Тащиться на свидание в такую погоду не хотелось, но выглянуло солнце, ветер успокоился, даже не верится, что дул всю ночь. Он спал тревожно, просыпался, выглядывал в окно и в свете фонарей наблюдал, как снежная пыль на большой скорости неслась параллельно дороге.

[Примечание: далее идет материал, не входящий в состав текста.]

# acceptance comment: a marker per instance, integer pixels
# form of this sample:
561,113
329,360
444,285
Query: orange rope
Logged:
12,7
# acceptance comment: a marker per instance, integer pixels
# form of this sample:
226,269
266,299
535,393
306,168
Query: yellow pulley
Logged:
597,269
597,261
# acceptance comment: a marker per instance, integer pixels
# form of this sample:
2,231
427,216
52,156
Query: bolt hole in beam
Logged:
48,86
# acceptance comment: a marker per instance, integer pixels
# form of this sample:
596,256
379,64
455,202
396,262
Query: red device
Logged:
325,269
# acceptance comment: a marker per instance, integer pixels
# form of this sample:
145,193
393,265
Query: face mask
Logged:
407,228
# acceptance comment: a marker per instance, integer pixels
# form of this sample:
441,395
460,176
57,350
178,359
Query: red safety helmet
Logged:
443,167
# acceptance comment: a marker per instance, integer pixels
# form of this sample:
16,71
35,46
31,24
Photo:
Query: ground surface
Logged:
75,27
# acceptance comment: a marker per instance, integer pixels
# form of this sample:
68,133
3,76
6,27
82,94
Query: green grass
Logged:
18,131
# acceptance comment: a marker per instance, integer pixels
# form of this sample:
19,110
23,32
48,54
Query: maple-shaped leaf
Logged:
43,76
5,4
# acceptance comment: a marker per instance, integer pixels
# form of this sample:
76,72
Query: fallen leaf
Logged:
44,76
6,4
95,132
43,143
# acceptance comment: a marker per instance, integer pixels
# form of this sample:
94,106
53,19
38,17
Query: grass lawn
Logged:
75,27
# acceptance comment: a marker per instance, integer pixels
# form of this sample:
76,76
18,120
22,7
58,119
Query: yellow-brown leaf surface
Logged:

Елена увидела со своего дивана, как он спускался по лестнице, замахала рукой, нельзя было не зайти. Помог с туалетом, от завтрака отказался, на пороге оглянулся, смотрела подозрительно, будет звонить дочери. Та прискочит, попытается прорваться в мансарду, ни конца, ни края, покой нам только снится. Сколько еще мучиться? Отец прожил восемьдесят один год, его отец - девяносто, отец деда - сто. По арифметической прогрессии Петр может не дожить до своего дня рождения четвертого января, от силы еще год с небольшим, но не больше. Зоя уверяла, что семерка несет в себе глубокий мистический смысл: перевалил за шестерку, жить будешь долго, если не сглупишь и не влюбишься в какую-нибудь, сам понимаешь. Он отмахивался, какие женщины, по старческой немощи душа - стоячее болото, вроде течет, но незаметно, по каплям. Ефим не согласен: после шестидесяти время убыстряется: уснул - проснулся, десять лет долой. Как в тюрьме, где ничего не происходит.
В его жизни тоже событий мало, может, поэтому в такую погоду поскакал на свидание.
Зоя стояла в начале улицы, на виду у соседей, сходу стала митинговать пожалел, что аппарат не оставил дома, какая-то чушь, поток сознания: сын - дебил, олигарх - недоумок, она страдалица.
Бабе захотелось прогуляться вдвоем, поманила толстым пальцем с ярко-красным маникюром, он и поскакал козликом. Чтобы соседей не возбуждать, предложил проехать на троллейбусе до моря, недалеко, через остановку. Она разворчалась: опять в этой серой куртке, думаешь, грязь не видна, где-где, на рукаве, вокруг карманов, суешь грязные руки, сколько лет этим джинсам, не догадывался, что их тоже стирают? о, ужас! ботинки нечищенные.
Спешил на свидание, не успел почистить, зато бороду расчесал, а будет себя хорошо вести, покрасит хной. Как тебе рыжебородый Петр?